The pharma-doctors nexus is well-known. Many a time it also turns unholy.
Payments avowedly made towards lectures and seminars translate into more and more prescriptions of the products of the sponsors.
In the absence of any monitoring mechanism, the nexus has been growing like never before.
A smart senator thought of making a small beginning in tackling the unhealthy trend. His starting point was the requirement for academic researchers in most universities to disclose such payments.
So Charles E. Grassley,a Republican from Iowa wrote letters to a few universities to understand how well such a reporting system actually works.
On the Senate floor, Grassley said last week that he encountered several problems at the first step itself.
First, universities do not verify the information filed by their professors, so "the only person who knows if the reported income is accurate and complete is the doctor who is receiving the money."
Also, the universities generally keep this information secret from patients, who have no way of knowing whether their doctor is on a drug maker's payroll, he said.
"So if there is a doctor getting thousands of dollars from a drug company — payments that might be affecting his or her objectivity — the only people outside the pharmaceutical industry who will probably ever know about this are the people at that very university," he said.
Grassley also said that he had asked how much the Cincinnati University child psychiatrist Dr. Melissa DelBell made from AstraZeneca, the London-based drug giant that manufactures the antipsychotic Seroquel.
Dr. DelBello's studies of Seroquel in children have helped to fuel the widespread pediatric use of antipsychotic medicines. Those studies were inconclusive, but she has described them as demonstrating that Seroquel is effective in some children.
The term antipsychotic is applied to a group of drugs used to treat psychosis Common conditions with which antipsychotics might be used include schizophrenia, mania and delusional disorder, alhough antipsychotics might be used to counter psychosis associated with a wide range of other diagnoses.
Atypical antipsychotics are second-generation medicines designed to cause fewer neurological complications than conventional antipsychotics. They include aripiprazole (sold as Abilify), olanzapine (Zyprexa), quetiapine (Seroquel), risperidone (Risperdal), and ziprasidone (Geodon).
Asked in a past newspaper interview how much she was paid by AstraZeneca to help market Seroquel, she had said, "Trust me, I don't make very much."
But her disclosure forms at the University of Cincinnati show she received $100,000 from AstraZeneca in 2003 and $80,000 in 2004. Dr. DelBello consults for seven other drug makers as well.
Richard Puff, a university spokesman, said he did not know how much Dr. DelBello made in combined payments from all eight drug makers. Asked if the institution did anything to verify its professors' financial disclosures, he replied, "We do trust our faculty when they're making these disclosures."
The state government of the state of Vermont disclosed in June last that drug company payments to psychiatrists in the state more than doubled last year, to an average of $45,692 each from $20,835 in 2005. Antipsychotic medicines are among the largest expenses for the state's Medicaid program.

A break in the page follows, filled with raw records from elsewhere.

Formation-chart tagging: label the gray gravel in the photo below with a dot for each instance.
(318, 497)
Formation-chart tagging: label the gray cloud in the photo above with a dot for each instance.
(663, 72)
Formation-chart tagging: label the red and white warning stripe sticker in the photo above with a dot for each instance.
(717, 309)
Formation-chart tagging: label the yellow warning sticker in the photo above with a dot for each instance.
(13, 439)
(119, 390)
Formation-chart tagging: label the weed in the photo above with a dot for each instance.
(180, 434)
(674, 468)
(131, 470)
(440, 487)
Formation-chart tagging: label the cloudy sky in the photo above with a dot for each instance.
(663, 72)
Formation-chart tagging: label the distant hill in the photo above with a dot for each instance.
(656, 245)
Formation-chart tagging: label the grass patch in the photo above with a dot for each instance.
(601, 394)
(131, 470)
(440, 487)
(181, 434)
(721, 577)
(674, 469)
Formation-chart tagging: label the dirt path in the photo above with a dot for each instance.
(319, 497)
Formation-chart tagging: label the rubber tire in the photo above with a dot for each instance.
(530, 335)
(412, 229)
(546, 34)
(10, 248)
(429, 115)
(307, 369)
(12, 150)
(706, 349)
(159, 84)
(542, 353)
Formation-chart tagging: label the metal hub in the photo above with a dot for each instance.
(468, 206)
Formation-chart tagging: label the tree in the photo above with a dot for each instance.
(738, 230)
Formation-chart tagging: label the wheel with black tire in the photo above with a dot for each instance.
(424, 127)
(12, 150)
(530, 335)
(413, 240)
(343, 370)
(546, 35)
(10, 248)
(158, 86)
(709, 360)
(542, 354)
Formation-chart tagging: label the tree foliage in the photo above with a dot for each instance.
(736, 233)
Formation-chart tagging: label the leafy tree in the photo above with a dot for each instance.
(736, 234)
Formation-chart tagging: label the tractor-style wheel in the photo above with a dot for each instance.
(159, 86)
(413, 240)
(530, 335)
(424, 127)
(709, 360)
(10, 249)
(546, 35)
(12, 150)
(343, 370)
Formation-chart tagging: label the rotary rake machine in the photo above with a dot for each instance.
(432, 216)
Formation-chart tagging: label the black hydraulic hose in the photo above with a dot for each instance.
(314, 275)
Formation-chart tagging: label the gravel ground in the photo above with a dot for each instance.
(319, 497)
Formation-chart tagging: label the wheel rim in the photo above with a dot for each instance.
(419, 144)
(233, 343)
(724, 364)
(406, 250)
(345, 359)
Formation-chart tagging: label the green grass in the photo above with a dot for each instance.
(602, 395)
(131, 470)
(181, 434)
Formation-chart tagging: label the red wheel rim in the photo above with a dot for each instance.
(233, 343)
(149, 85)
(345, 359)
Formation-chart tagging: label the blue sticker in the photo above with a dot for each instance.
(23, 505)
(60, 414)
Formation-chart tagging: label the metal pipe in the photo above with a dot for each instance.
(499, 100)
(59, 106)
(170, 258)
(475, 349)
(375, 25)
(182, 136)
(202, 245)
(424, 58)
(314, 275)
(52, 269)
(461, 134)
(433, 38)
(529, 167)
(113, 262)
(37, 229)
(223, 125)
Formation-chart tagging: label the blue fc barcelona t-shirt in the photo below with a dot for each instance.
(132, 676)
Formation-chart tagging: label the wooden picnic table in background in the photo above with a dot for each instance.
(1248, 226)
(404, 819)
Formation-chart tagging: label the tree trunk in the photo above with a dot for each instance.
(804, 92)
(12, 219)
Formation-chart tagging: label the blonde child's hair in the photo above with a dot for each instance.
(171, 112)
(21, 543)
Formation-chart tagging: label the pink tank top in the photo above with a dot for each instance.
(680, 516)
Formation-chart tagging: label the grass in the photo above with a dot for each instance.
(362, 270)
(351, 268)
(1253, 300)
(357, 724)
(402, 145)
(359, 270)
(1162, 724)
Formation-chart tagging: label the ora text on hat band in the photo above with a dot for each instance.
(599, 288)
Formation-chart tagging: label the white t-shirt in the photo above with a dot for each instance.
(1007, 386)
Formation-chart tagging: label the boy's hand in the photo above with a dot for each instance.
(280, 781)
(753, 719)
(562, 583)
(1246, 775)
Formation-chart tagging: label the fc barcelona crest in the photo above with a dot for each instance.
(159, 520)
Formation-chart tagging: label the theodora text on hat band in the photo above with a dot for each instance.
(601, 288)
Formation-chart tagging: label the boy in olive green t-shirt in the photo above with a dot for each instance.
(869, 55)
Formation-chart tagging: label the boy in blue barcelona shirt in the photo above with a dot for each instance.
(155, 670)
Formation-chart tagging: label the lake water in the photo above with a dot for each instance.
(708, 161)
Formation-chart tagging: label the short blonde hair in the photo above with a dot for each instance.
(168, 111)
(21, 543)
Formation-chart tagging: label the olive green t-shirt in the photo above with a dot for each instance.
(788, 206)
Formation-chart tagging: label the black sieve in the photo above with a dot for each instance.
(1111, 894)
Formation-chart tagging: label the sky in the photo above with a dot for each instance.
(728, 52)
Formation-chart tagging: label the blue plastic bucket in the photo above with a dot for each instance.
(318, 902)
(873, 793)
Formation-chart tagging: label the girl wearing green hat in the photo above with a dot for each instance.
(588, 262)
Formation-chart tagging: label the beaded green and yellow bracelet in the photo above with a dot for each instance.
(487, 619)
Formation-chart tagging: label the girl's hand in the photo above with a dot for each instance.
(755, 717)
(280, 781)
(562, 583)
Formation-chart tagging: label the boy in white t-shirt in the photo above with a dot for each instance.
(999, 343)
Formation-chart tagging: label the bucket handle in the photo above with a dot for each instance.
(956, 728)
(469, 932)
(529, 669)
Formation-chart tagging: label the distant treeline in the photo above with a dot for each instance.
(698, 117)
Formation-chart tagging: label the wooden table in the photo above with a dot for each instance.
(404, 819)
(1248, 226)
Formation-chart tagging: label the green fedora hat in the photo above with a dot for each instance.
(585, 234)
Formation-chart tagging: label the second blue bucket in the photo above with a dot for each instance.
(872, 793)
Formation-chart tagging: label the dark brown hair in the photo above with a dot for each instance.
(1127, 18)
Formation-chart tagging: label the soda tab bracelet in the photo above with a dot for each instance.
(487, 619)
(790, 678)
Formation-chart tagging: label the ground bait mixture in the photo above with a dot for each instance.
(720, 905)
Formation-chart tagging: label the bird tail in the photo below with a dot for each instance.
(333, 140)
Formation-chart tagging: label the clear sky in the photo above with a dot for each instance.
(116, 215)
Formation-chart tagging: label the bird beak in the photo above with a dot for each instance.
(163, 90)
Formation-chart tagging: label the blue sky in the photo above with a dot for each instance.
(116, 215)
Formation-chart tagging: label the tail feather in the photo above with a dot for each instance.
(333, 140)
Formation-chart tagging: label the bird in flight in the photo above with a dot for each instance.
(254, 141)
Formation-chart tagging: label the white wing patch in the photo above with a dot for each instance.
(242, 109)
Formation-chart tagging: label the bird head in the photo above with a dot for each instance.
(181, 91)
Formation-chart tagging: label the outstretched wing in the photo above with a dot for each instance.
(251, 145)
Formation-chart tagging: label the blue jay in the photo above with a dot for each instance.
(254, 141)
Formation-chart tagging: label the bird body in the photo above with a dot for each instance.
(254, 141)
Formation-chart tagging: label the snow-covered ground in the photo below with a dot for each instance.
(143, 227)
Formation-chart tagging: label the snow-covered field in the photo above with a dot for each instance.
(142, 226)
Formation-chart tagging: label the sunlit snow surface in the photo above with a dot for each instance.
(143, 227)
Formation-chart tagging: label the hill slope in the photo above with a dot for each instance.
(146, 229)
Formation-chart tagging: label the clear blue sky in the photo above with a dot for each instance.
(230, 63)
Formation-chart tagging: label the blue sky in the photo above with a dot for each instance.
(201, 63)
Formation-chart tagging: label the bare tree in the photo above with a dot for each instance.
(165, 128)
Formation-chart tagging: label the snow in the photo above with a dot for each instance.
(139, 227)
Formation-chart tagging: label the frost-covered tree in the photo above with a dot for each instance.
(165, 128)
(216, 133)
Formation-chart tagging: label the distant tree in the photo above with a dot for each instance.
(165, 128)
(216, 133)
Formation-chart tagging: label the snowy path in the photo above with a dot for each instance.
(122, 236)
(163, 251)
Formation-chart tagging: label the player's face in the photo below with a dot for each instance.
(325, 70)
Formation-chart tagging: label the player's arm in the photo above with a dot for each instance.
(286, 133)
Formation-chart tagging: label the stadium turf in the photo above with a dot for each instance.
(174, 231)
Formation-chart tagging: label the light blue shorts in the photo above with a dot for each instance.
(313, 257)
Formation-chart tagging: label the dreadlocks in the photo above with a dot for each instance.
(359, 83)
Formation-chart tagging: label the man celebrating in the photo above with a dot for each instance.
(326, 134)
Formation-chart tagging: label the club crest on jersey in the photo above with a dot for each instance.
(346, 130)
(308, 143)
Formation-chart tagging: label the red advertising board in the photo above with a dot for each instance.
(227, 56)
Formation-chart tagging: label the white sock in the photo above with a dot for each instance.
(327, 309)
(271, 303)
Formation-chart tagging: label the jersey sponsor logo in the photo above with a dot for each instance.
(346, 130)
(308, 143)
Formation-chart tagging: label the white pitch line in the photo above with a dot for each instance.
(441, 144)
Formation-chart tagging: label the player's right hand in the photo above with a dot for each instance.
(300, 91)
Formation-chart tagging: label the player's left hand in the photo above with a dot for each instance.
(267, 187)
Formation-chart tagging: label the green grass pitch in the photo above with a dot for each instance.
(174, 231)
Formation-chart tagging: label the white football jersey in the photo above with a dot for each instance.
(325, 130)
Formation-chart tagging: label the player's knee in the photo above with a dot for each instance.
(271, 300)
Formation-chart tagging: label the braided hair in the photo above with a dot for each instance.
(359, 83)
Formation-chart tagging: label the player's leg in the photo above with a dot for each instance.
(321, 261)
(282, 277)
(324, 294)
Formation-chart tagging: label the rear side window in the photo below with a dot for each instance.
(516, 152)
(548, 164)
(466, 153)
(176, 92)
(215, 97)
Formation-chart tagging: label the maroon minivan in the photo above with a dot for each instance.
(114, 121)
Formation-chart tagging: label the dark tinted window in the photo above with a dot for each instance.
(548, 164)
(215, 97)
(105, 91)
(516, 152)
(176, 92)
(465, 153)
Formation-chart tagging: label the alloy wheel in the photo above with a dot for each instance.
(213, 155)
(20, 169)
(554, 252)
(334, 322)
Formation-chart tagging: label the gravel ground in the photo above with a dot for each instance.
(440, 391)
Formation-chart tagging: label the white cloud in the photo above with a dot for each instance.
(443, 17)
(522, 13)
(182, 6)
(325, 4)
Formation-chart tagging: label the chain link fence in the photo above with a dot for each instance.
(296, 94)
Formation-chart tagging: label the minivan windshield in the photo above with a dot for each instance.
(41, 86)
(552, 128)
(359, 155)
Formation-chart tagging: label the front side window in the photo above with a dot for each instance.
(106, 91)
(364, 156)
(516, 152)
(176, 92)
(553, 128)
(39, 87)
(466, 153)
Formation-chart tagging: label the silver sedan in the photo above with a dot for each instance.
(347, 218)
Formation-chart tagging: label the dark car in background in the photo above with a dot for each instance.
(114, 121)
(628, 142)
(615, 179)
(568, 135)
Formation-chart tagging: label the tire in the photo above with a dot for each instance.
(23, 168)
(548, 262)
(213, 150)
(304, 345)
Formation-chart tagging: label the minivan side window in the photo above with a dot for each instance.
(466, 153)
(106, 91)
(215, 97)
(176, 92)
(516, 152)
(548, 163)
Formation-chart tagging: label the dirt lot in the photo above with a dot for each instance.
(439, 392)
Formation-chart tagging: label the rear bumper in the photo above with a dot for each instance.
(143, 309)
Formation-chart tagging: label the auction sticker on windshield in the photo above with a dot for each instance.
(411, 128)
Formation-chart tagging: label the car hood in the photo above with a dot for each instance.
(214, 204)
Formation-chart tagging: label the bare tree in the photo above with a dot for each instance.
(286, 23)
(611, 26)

Over all last year, drug makers spent $2.25 million on marketing payments, fees and travel expenses to Vermont doctors, hospitals and universities, a 2.3 percent increase over the prior year, the state said.
The number most likely represents a small fraction of drug makers' total marketing expenditures to doctors since it does not include the costs of free drug samples or the salaries of sales representatives and their staff members. According to their income statements, drug makers generally spend twice as much to market drugs as they do to research them.
"For the fourth year in a row, our analysis shows that there is a great deal of money being spent in our small state on marketing pharmaceutical products," said William H. Sorrell, the Vermont attorney general.
Endocrinologists received the second largest amount, according to the Vermont analysis, earning an average of $33,730. Since the state identified the specialties of only the top 100 earners, these averages represent the money earned by only some of the state's specialists. There were 11 psychiatrists and 5 endocrinologists in that top group of 100.
As in Vermont, psychiatrists earned on aggregate the most in Minnesota, with payments ranging from $51 to $689,000.
Both the doctor and the drug maker are happy. But what about the patient is the question.
So a registry is considered a way out. Minnesota, Vermont and Maine already have similar registries, and other states are considering them. Now several senators are proposing a federal registry.
The drug industry opposes such registries, saying they would discourage doctors from receiving needed education. John Bentivoglio, a lawyer in Washington who represents drug makers, said the registries would be a burden for the companies and might be misinterpreted.
"One of the concerns is that these payments are seen as bribes," Mr. Bentivoglio said. "That's not the case. The vast majority are lawful payments for services."
But Senator Grassley said he would propose that drug makers make public any payments made to doctors who bill the federal Medicare and Medicaid programs, which would include nearly all doctors.
Noting that voters can easily look up the contributions made to elected officials, he asked, "Shouldn't we hold doctors to similar standards?"